T1D is accompanied by ER stress and unfolded protein response (UPR) (4). UPR hinders HLA I antigen presentation by inhibiting the generation of cytosol-derived, but not ER-derived, peptides (54). As ICP47 blocks peptide transport to the ER, it resembles peptide-limiting conditions present under UPR which comprise of signal peptides and other antigens generated in the ER or delivered to the ER in TAP-independent manner (55, 56). Under such peptide-limited conditions, T1D-predisposing allotypes still bound and presented suboptimal peptides, while protective allotypes did not. Presentation of such suboptimal (low-affinity) peptides at the cell surface might activate autoreactive CD8+ T cells, as such CD8+ T cells are not eliminated during negative selection. Inflammation in T1D might further enhance surface levels of T1D-predisposing allotypes and augment the aberrant activation of auto-reactive cytotoxic CD8+ T cells due to increased avidity (multiplicity of peptide-HLA I-TCR interactions) (2).

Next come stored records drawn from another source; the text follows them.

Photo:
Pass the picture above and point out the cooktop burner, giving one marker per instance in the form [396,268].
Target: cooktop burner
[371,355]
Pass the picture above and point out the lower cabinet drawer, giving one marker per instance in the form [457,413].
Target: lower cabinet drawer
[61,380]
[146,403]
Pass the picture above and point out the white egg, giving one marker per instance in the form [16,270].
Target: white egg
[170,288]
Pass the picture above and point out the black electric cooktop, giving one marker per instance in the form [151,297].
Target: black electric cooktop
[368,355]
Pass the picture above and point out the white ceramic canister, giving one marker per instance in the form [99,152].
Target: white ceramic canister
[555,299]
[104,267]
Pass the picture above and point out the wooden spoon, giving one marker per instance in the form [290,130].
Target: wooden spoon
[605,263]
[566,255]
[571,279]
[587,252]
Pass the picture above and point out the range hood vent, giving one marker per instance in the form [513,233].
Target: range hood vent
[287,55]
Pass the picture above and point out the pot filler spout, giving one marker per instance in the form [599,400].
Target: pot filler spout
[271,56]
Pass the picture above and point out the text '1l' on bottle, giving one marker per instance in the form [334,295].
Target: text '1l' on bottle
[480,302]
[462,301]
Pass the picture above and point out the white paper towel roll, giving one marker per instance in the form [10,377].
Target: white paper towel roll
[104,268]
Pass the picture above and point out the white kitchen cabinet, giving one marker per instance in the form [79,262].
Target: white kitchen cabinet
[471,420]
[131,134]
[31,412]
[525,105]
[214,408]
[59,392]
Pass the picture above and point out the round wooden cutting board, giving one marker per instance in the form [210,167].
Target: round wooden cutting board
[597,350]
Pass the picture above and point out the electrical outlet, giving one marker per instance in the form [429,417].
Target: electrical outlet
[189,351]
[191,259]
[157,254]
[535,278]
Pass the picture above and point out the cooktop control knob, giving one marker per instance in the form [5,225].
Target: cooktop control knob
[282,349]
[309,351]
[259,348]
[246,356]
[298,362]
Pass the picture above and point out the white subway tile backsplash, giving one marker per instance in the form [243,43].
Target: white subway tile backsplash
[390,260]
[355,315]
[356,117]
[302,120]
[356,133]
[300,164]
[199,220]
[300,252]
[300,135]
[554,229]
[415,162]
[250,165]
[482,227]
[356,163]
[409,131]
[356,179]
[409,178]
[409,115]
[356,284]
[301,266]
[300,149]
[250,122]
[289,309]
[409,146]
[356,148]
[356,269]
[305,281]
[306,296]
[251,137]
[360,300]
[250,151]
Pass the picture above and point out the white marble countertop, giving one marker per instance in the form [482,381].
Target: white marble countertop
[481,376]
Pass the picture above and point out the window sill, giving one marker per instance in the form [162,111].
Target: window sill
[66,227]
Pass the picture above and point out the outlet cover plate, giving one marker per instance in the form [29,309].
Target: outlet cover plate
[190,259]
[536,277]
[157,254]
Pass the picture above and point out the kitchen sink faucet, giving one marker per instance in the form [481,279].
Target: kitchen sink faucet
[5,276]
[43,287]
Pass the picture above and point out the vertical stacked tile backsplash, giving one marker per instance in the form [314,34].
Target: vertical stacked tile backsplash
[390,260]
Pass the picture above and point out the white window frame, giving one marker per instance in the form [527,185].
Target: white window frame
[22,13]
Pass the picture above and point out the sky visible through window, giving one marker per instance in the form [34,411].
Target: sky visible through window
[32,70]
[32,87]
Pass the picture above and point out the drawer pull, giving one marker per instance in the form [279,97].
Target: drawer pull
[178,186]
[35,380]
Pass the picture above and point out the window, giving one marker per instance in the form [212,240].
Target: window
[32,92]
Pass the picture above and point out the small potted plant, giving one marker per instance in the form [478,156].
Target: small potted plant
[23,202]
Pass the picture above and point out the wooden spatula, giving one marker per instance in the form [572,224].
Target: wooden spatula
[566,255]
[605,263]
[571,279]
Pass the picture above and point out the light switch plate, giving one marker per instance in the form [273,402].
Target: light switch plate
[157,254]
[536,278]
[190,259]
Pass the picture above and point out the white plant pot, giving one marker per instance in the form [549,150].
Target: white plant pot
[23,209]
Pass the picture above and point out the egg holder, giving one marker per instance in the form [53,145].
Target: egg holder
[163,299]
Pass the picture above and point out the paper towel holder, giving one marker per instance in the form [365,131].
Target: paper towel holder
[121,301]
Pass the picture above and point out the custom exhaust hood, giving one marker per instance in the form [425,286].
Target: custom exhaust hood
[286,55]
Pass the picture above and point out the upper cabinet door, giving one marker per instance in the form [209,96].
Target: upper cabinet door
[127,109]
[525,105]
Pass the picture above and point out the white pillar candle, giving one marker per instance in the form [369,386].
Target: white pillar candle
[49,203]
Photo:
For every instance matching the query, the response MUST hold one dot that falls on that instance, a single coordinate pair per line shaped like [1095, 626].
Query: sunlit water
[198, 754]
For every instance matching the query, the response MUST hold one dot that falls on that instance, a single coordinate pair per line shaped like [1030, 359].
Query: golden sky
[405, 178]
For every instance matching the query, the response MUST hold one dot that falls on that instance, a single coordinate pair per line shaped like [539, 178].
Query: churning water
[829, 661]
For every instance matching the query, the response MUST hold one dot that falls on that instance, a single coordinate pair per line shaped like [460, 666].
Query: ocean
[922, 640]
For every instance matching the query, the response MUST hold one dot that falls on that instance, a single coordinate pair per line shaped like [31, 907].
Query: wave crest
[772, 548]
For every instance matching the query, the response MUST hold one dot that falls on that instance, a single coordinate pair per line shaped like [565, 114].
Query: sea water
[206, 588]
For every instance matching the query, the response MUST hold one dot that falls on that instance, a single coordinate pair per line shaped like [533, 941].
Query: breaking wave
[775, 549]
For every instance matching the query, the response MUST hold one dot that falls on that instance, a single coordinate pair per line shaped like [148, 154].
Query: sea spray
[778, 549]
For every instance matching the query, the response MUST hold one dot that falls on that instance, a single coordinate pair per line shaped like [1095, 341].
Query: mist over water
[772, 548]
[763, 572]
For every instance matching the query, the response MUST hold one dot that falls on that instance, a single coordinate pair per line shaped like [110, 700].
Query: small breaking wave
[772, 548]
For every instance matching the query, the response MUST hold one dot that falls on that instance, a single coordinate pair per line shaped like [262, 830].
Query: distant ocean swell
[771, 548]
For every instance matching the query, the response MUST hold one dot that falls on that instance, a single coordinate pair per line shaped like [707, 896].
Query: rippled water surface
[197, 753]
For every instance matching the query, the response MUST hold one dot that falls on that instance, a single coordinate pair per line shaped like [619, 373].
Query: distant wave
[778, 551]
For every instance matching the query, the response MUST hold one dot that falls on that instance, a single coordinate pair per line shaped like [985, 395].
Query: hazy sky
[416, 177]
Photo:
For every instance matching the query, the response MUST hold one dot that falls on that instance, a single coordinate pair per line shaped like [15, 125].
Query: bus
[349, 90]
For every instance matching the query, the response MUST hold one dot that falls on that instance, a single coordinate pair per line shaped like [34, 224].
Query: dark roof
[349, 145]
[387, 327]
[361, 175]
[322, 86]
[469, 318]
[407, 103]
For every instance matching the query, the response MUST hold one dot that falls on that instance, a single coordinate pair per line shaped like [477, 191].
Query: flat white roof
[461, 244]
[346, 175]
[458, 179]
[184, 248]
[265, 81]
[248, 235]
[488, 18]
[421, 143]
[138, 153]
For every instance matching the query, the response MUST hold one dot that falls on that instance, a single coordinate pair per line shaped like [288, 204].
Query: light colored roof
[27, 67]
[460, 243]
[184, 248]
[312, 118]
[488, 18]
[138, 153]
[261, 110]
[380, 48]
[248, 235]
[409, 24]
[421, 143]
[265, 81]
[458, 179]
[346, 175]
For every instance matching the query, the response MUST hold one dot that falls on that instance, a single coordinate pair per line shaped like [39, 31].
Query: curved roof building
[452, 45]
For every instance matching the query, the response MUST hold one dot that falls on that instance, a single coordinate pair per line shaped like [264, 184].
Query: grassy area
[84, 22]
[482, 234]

Residue 116 in F pocket in HLA I structure correlates with T1D predisposition
T1D-predisposing allotypes are more conserved than protective allotypes at residue 116 in the F pocket, harboring bulky Phe or Tyr that have optimized interactions within HLA I structure to bind peptides with lower conformational flexibility, as we demonstrated by minimal frustration. In contrast, T1D-protective allotypes showed highly frustrated positions 116 and 114. Residue 116 strongly affects peptide binding due to the interaction with a side chain of peptide C terminus (10, 32, 34). Residue 114 interacts with residue 116 and defines pocket F specificity (10). In T1D-protective B*44 and B*57:01, the negatively charged residue 114 (Asp) causes steric hindrances in the binding groove, which might hinder peptide binding. On the contrary, positively charged residues in HLA-A allotypes (Arg and His) might enhance HLA peptide binding ability, and increase the preference to bind TAPBPR (52, 57). When Asp at position 114 is accompanied by Asp at position 116 in T1D-protective B*44 allotypes, the F pocket is more flexible and less conformationally stable, as we and others observed previously (34, 58). Similarly, Asp114 accompanied by Ser116 in B*57:01 may result in a more flexible peptide-binding groove. Lastly, Asn114 may also contribute to the increased flexibility of the HLA I structure depending on the surrounding residues. In B*44:05, Tyr116 reduced conformational flexibility and stabilized the F pocket (34). The optimized interactions and lower conformational flexibility within the F pocket of T1D-predisposing allotypes might define the set of peptides that this allotype can bind, induce more peptide-bound forms, more stable peptide-HLA I complexes and higher surface expression. Indeed, B*57:01 S116Y had more stable peptide binding groove, was more permissive in binding suboptimal peptides, and had higher cell surface levels. In contrast, the A*02:01 Y116D mutant had less peptide-bound forms and lower cell surface levels than its wild-type counterpart.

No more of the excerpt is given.